Chemical Properties:

  • • Quick lime forms slaked lime or lime water on hydration. When water is added to lime it becomes hot and cracks to form a white powder. This is known slaking of lime.


  • • Calcium oxide is a basic oxide which can react with acids and give calcium salts.


  • • It forms silicates and phosphates with acidic oxides like silicon dioxide and phosphorus pentoxide. This property will make lime useful as a flux in metallurgy which removes impurities.



  • Properties of Quick Lime:

  • • Lime is a white shapeless or amorphous solid.

  • • It has a high melting point of 2572oC.

  • • It is extremely stable and even fusion cannot decompose it.

  • Solubility:

    In water: Reacts with water to produce calcium hydroxide.
    In Acids: It also soluble in acids.
    In Alcohols: it is insoluble in alcohol
    In Organic: soluble with most of organic solvents.

    Uses of Lime:


  • • Lime is used for medicinal purposes, plant, insecticides and animal food.
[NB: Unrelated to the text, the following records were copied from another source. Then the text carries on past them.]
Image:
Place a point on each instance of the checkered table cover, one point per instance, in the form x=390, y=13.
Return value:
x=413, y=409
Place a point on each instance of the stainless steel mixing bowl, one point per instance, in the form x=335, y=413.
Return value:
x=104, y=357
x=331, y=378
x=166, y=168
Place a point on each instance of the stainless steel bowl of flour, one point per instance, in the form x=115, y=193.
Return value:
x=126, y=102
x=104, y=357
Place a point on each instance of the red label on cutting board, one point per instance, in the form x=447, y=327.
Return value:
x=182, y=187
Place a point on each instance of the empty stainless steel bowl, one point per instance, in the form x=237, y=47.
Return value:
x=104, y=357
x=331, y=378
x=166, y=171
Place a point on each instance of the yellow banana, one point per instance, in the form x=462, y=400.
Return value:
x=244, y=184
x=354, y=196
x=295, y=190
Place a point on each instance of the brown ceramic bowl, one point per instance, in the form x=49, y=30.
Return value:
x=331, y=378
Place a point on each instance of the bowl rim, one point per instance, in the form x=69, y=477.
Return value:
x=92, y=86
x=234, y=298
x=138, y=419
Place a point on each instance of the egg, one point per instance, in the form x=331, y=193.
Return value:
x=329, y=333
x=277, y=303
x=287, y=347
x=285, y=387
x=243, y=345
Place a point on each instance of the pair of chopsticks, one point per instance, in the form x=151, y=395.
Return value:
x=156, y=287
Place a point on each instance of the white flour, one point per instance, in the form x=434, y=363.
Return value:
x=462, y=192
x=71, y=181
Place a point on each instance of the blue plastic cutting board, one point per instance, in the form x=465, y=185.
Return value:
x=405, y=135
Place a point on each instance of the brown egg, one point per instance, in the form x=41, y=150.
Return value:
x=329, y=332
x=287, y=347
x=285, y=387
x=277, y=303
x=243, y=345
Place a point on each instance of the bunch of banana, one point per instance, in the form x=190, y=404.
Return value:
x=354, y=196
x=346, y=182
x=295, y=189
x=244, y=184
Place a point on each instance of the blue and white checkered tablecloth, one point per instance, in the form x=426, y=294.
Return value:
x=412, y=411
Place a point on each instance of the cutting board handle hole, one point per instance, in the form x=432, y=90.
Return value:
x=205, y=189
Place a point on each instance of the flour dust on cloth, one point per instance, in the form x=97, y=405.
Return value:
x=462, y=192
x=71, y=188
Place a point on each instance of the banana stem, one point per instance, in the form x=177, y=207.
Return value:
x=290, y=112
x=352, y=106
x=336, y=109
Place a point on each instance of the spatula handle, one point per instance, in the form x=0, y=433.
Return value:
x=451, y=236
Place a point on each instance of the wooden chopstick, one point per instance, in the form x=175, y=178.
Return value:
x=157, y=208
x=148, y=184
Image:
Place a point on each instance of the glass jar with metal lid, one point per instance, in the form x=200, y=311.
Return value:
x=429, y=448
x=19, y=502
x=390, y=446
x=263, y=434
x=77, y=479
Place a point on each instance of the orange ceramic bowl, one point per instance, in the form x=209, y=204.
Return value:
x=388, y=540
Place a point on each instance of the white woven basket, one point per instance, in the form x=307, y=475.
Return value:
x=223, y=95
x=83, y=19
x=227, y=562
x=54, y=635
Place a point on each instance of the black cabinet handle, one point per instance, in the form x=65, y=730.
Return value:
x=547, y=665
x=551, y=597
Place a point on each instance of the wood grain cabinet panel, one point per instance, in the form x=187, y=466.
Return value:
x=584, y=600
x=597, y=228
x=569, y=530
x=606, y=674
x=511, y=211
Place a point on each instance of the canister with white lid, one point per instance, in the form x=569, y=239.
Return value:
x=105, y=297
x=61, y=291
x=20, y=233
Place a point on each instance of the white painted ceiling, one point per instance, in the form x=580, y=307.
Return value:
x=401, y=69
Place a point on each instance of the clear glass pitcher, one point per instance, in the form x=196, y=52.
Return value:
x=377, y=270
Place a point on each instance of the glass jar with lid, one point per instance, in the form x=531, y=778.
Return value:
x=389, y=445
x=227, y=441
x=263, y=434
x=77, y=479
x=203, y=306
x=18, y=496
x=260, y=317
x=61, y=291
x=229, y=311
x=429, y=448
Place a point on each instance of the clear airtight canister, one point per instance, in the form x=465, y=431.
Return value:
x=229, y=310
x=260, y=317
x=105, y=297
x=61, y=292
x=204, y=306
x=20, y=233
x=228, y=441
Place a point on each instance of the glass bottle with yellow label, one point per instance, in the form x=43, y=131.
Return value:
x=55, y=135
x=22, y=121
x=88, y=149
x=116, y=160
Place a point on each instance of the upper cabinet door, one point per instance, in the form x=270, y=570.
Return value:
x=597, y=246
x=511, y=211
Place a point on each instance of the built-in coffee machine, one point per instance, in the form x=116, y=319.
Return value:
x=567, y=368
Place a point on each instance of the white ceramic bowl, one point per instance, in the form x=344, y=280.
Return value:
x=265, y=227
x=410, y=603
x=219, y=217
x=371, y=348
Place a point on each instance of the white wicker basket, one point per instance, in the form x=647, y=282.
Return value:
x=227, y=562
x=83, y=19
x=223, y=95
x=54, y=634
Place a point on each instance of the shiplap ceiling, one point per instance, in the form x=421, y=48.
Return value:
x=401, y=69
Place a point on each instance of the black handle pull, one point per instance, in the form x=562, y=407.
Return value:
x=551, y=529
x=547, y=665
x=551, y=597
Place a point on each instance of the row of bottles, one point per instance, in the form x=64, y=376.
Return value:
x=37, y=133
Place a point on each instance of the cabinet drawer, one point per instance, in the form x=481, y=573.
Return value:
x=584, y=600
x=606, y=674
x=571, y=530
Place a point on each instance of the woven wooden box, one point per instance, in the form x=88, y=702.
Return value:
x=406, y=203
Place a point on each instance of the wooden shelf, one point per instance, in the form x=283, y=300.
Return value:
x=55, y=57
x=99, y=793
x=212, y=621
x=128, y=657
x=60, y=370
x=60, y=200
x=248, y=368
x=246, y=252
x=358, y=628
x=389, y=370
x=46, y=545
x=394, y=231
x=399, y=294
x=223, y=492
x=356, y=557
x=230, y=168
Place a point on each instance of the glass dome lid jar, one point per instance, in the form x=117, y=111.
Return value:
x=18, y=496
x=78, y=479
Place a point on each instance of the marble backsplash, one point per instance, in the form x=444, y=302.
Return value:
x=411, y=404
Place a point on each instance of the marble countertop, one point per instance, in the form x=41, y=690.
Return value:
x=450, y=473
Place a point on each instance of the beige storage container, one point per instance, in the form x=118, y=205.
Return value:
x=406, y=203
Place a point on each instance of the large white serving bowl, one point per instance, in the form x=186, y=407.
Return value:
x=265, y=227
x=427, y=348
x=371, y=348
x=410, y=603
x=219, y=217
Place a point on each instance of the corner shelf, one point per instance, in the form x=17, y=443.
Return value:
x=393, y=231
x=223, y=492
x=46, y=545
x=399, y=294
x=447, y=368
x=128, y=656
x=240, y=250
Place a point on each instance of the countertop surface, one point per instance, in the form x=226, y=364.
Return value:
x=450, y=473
  • • It is also used as a laboratory reagent for gas absorption, dehydration, and precipitation etc.

  • • It is used as a reagent in the production of paper, cement, and high-grade steel.

  • • It finds use in detailing hides.

  • • It can be used as water softening and in the recovery of ammonia

  • • It finds vast use in the production of soap, varnish, refractories, rubber, and lime bricks.

  • • It also finds use in the making of calcium carbide, nitrate, basic calcium, and calcium bisulphite.

  • • Improves soil quality.

  • • It is used in water treatment plants, to control the acidity of the water being treated and to treat impurities present in the water;

  • • Act as a filler to strengthen paper products;

  • • It can be used as a refractory, a heat-resistant material used to line the insides of furnaces;

  • • In the manufacture of other chemical materials;

  • • As a preservative for poultry feed;

  • • Used in insecticides and fungicides;

  • • It is also used in the removal of hair from hides before tanning.

  • • It is also used as a food additive to maintain proper acidity and give bulk to a food product.

  • Interesting Facts about Calcium oxide:

  • • Calcium oxide is frequently used to "lime" lake waters that have been acidified by acid rain it reacts with them and neutralizes acids in the lake. It also formed when nitric and sulfuric acid in acid rain are carried to earth by rain, sleet, snow, and other methods of precipitation.

  • • When calcium oxide is heated near its melting point, it gives off a bright white light. In the years before electricity was discovered for lighting, particularly during the second half of the nineteenth century it was used as lime light source, heated lime was used to create the bright lights required to illuminate stage productions.

  • • Because it was thought to increase the speed in decomposition of soft tissue, quicklime has historically been used in the funeral of diseased animals and humans. For instance, bodies of plague victims in London in 1666 were instructed to be buried in quicklime.

  • Health Risk:


    Contact to calcium oxide can cause injury to the skin, nose, eyes, and respiratory system. People who use the product in their line of work or at home for (garden purposes) for example, people who are working must be extreme caution not to breathing in, swallowing, or otherwise coming into contact with the chemical. If such contact occurs, it should be washed off completely with water and ask for medical assistance.